The modeling, design and EDA technologies developed within the END project will complement the R&D work planned in projects that will be executed in the context of the ENIAC Sub-Programmes SP1: Nanoelectronics for Health and Wellness and SP5: Nanoelectronics for Communications; in fact, personal health-care devices and systems, as well as mobile, battery-operated communication systems are heavily constrained by energy consumption and thus call for advanced energy-aware design capabilities. In addition, some of the outcomes of the END project will provide useful support to the activities that will take place in other ENIAC Sub-Programmes.
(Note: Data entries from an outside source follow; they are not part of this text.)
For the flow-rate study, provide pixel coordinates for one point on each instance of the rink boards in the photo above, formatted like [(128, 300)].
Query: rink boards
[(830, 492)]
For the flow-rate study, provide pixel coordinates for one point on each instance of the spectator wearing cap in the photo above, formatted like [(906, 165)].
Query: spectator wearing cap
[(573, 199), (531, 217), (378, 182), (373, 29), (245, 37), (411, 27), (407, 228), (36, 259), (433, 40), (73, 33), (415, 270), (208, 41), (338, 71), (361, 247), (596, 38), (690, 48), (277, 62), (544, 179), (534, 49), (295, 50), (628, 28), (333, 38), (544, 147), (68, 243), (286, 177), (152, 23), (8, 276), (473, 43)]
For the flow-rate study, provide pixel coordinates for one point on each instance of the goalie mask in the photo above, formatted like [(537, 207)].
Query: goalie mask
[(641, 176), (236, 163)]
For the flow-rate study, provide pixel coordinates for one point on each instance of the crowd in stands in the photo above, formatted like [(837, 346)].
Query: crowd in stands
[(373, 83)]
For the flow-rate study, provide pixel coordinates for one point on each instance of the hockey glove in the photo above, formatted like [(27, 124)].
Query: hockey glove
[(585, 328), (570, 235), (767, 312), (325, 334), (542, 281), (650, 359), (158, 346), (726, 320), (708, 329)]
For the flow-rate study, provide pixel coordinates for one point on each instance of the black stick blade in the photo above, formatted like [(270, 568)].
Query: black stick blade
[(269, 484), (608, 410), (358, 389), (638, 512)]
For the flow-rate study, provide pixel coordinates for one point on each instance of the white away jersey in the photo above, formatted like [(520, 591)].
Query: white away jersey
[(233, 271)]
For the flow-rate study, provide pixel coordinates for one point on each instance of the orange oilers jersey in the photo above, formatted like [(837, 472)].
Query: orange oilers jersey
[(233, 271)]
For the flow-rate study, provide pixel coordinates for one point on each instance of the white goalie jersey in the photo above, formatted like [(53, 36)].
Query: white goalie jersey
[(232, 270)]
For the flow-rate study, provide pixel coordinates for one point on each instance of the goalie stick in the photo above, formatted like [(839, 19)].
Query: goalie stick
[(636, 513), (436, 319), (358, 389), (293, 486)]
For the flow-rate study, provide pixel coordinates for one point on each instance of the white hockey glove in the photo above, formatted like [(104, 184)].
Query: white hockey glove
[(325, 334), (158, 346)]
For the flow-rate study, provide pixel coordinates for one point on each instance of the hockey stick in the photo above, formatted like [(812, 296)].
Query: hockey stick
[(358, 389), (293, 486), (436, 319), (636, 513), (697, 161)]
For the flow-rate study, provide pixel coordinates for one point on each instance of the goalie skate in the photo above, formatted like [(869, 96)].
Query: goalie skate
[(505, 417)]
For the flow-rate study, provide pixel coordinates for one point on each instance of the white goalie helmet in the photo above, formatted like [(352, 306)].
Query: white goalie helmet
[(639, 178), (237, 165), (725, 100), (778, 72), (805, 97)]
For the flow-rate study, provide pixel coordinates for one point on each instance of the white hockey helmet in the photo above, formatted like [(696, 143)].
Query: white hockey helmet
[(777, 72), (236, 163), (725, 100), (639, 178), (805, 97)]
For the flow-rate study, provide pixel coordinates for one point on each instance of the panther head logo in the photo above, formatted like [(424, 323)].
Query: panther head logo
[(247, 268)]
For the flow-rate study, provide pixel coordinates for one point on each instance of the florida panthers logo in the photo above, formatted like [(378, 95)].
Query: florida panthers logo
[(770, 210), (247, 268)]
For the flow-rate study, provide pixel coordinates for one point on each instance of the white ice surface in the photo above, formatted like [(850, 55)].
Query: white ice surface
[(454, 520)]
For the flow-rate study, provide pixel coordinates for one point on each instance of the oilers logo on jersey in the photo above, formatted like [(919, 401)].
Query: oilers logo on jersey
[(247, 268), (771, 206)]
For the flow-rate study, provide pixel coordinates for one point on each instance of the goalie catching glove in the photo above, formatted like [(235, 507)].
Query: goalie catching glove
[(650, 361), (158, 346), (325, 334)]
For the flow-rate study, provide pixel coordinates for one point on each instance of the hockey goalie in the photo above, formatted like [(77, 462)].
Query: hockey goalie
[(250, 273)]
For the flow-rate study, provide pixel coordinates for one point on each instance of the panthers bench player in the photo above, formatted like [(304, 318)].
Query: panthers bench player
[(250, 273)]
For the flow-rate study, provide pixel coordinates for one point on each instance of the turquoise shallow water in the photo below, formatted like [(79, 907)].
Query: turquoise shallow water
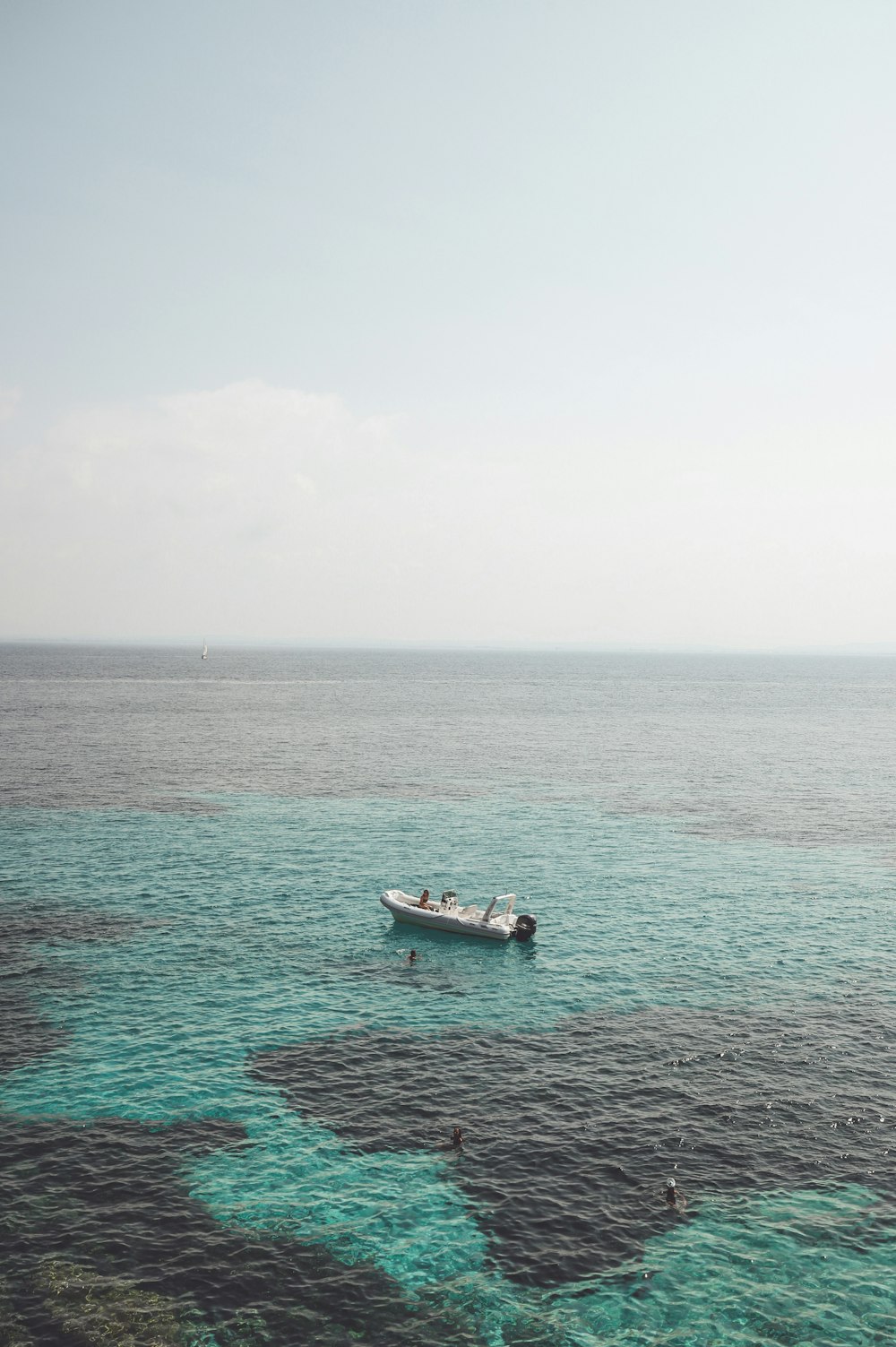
[(224, 1086)]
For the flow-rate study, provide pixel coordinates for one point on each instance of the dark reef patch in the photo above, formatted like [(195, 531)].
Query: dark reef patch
[(570, 1135), (26, 927), (101, 1242)]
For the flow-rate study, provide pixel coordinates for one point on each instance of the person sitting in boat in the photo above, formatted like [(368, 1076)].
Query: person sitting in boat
[(674, 1195)]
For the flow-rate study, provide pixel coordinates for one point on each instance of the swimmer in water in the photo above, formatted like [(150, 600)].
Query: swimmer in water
[(674, 1195)]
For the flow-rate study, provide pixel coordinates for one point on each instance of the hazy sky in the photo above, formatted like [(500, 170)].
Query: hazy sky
[(470, 322)]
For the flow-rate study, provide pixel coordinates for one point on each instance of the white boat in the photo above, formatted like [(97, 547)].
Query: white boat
[(496, 921)]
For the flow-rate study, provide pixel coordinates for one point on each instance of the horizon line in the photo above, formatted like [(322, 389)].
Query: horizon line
[(853, 648)]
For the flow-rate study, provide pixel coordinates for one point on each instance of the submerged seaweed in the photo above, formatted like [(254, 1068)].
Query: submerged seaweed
[(570, 1135)]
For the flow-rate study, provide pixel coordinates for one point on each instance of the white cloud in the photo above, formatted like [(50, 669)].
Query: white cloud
[(275, 514)]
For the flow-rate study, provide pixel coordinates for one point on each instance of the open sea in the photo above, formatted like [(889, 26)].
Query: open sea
[(225, 1092)]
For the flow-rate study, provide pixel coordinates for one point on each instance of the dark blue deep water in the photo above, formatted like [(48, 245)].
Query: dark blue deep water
[(224, 1092)]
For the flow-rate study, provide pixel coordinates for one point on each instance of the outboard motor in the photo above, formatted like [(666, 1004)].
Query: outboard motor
[(524, 928)]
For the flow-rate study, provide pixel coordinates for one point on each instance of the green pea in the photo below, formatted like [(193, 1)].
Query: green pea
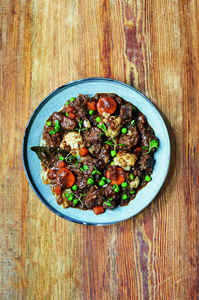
[(90, 181), (102, 182), (74, 187), (134, 109), (117, 189), (98, 119), (75, 201), (124, 184), (124, 130), (70, 198), (132, 192), (48, 123), (113, 153), (147, 178)]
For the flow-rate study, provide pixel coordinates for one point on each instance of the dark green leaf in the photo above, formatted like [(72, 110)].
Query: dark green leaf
[(101, 134), (52, 132), (133, 122), (104, 126), (109, 143)]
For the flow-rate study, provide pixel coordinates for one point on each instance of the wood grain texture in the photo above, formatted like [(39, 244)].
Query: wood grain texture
[(151, 45)]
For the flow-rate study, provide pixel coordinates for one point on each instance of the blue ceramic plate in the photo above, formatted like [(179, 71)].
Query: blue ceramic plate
[(54, 102)]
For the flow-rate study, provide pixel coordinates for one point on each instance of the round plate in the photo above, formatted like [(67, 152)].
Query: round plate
[(54, 102)]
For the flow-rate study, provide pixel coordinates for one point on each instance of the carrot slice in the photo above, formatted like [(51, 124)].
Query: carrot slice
[(58, 190), (92, 105), (98, 210), (83, 151), (65, 178), (61, 164), (116, 175), (106, 104)]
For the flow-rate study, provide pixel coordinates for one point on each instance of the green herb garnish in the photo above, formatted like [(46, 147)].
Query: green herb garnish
[(80, 126), (76, 199), (56, 128), (152, 144), (84, 168), (114, 142), (108, 202), (133, 122)]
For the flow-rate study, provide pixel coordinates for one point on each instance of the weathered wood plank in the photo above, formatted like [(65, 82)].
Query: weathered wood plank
[(152, 46)]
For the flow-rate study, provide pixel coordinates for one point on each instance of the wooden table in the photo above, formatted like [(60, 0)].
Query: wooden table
[(151, 45)]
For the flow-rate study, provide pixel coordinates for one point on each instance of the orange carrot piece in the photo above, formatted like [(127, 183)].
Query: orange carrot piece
[(83, 151), (116, 179), (106, 104)]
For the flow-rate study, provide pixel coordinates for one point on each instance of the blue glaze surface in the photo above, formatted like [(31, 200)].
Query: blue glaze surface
[(54, 102)]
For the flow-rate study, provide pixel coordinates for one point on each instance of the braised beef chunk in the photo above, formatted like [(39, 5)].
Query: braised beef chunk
[(82, 181), (104, 153), (146, 161), (52, 140), (146, 137), (131, 138), (105, 173), (80, 101), (93, 197), (126, 112), (66, 123), (93, 135)]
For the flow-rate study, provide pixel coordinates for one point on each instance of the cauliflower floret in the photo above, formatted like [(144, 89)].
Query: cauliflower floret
[(72, 139), (134, 183), (114, 129), (125, 160)]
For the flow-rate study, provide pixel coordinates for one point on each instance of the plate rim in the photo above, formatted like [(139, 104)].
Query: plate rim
[(31, 120)]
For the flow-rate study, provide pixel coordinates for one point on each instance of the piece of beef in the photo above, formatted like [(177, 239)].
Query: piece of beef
[(65, 122), (80, 101), (104, 153), (146, 161), (81, 181), (92, 135), (126, 112), (109, 193), (146, 136), (93, 197), (131, 138), (52, 140)]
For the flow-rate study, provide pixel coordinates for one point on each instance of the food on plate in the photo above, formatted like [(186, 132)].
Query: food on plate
[(97, 152)]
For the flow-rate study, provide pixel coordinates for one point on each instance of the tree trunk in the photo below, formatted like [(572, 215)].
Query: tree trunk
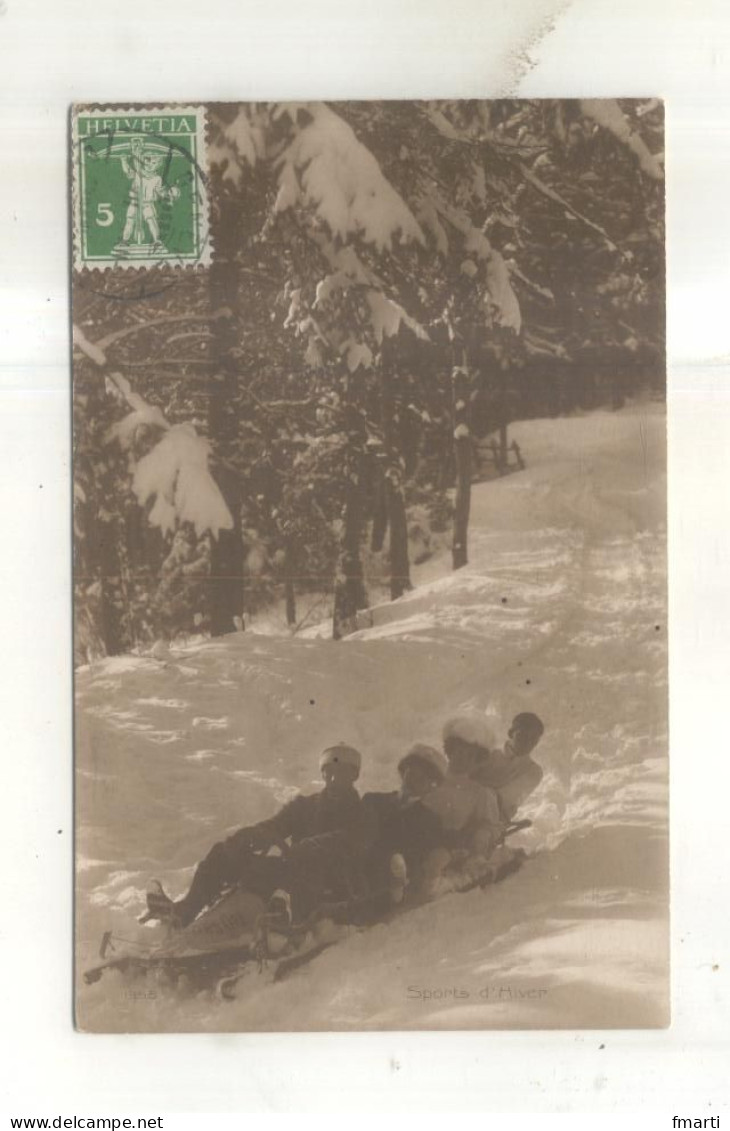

For example, the work devoted to functionality and improved reliability demonstration of low-power circuits and systems used for safety-critical automotive and aeronautic applications will be relevant for Sub-Programme SP3: Nanoelectronics for Security & Safety; similarly, the modeling, design and flow/tool activities performed in END will contribute to the objectives of Sub-Programme SP4: Nanoelectronics for Energy & Environment, as the goal there is to provide innovative technologies as the basis for new energy efficient products and intelligent power management to enable increased competence in these emerging lead markets in line with the sustainability objective. Finally, the work in END related to the design of circuits and systems able to exploit heterogeneous power sources, such as batteries, super-capacitors, piezoelectric and PV sources, and the application of such design solutions to solar energy management systems are in tight relation to some of the goals of Sub-Programme SP2: Nanoelectronics for Transport & Mobility, in particular for what concerns the domain of power and high-voltage electronics and smart miniaturized systems for hybrid and electrical cars.